I tried to understand the problem b) and c).[/B]
Faraday's law: ∇xE = - ∂B/∂t
emf ε = Bdv
Force : F =ma, Lorenz's force F=q(vxB) ==> ma = IdB
Power : power of battery = εI, mechanical power of the wire = Fv
The Attempt at a Solution
I think I solved a), where the magnetic force on the wire is F = IdB = ma and the speed v = at = IdBt/m.
I'm now tried to understand b) and c). First, I assume the initial speed is 0 at t=0 when the generator is replaced by a battery. The battery's power is εI, and it must be equal to the power consumed by the wire which is Fv = IdBv.
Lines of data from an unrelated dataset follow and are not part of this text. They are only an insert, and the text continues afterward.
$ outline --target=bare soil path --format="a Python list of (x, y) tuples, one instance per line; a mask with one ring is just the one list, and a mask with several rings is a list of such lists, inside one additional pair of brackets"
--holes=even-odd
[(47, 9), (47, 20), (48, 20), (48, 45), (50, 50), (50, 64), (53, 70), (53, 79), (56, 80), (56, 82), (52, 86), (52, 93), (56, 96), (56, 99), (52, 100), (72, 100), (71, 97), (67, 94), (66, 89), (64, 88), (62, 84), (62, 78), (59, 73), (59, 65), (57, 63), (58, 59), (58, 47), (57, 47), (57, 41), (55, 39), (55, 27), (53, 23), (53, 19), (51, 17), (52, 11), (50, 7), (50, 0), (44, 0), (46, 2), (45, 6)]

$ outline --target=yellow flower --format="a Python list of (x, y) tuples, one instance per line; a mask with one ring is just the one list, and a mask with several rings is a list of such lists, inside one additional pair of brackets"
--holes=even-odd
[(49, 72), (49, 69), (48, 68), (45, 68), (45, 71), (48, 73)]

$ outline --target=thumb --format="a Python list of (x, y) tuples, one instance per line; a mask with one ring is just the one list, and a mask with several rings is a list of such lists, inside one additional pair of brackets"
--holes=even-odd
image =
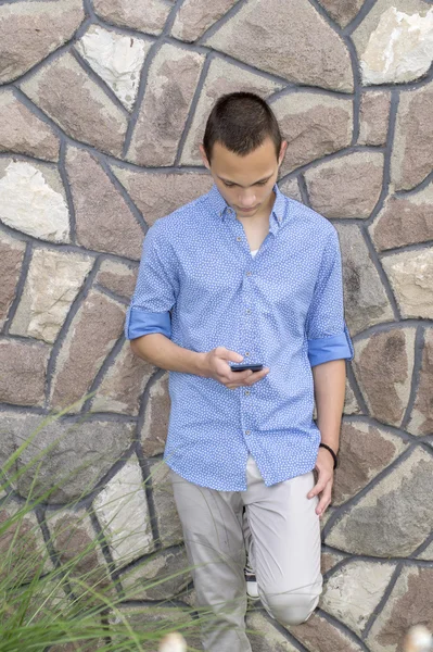
[(221, 347), (221, 353), (219, 358), (222, 358), (222, 360), (231, 360), (232, 362), (242, 362), (243, 360), (243, 355), (237, 353), (235, 351), (230, 351), (230, 349), (226, 349), (225, 347)]

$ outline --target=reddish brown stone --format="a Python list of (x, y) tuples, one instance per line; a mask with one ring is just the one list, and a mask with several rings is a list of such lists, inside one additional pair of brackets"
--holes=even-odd
[(344, 423), (332, 503), (338, 505), (355, 496), (386, 468), (406, 446), (398, 437), (368, 424)]
[(164, 0), (93, 0), (94, 11), (109, 23), (161, 34), (170, 11)]
[(0, 402), (42, 405), (50, 347), (0, 341)]
[(385, 145), (390, 120), (391, 93), (365, 91), (360, 101), (360, 145)]
[(127, 120), (72, 54), (43, 66), (22, 88), (75, 140), (122, 154)]
[(141, 430), (141, 446), (144, 455), (152, 457), (164, 452), (167, 439), (170, 398), (168, 394), (168, 374), (164, 374), (149, 393), (144, 424)]
[(131, 268), (124, 263), (106, 260), (101, 264), (95, 283), (129, 300), (136, 287), (137, 274), (137, 266)]
[(60, 140), (52, 128), (22, 104), (10, 90), (0, 92), (0, 152), (59, 160)]
[(158, 217), (164, 217), (204, 195), (213, 185), (209, 174), (152, 174), (114, 166), (113, 172), (128, 190), (149, 226)]
[(87, 151), (68, 148), (66, 165), (78, 243), (140, 260), (141, 226), (100, 164)]
[(369, 634), (371, 650), (405, 652), (404, 640), (410, 627), (424, 625), (433, 630), (432, 586), (433, 568), (403, 568)]
[(204, 45), (290, 82), (353, 90), (344, 41), (307, 0), (247, 2)]
[(97, 391), (92, 410), (138, 414), (141, 394), (154, 371), (152, 364), (132, 353), (129, 341), (126, 341)]
[(139, 165), (173, 165), (204, 57), (165, 45), (151, 63), (127, 158)]
[(235, 0), (186, 0), (176, 14), (171, 36), (194, 41), (233, 7)]
[(433, 432), (433, 329), (425, 330), (425, 343), (415, 405), (407, 429), (412, 435)]
[(413, 368), (415, 330), (375, 333), (355, 344), (354, 371), (378, 421), (398, 426), (405, 413)]
[(311, 652), (360, 652), (364, 650), (341, 629), (317, 614), (313, 614), (306, 623), (291, 627), (290, 632)]
[(396, 190), (418, 186), (433, 167), (433, 83), (399, 98), (391, 156), (391, 180)]
[(347, 147), (352, 140), (352, 101), (308, 91), (272, 103), (288, 149), (280, 175)]
[(66, 42), (85, 17), (80, 0), (0, 7), (0, 83), (16, 79)]
[(94, 290), (88, 294), (56, 360), (51, 392), (54, 408), (66, 408), (86, 398), (91, 381), (122, 335), (124, 321), (123, 305)]
[(353, 152), (305, 174), (310, 205), (326, 217), (369, 217), (381, 190), (383, 155)]
[(365, 0), (319, 0), (331, 18), (345, 27), (354, 20)]
[(25, 242), (0, 233), (0, 328), (15, 296), (25, 248)]
[(433, 184), (415, 195), (390, 197), (369, 230), (380, 251), (433, 240)]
Then the speed of the wire is v = ε/dB.
Also using Faraday's law I get to the same conclusion : ∇xE = - ∂B/∂t >>> ε = -∂(flux)/∂t = Bdv
It doesn't feel natural. The battery is connected at t=0, and in no time there the wire goes at speed v=ε/dB? So I think it is nonsense. But I don't know where I choose a wrong way. Help me plz.
I guess the answer to c) is that the current has to be 0, because when the terminal speed has been reached, there is no acceleration, then no force F=IdB=0. Am I right at this?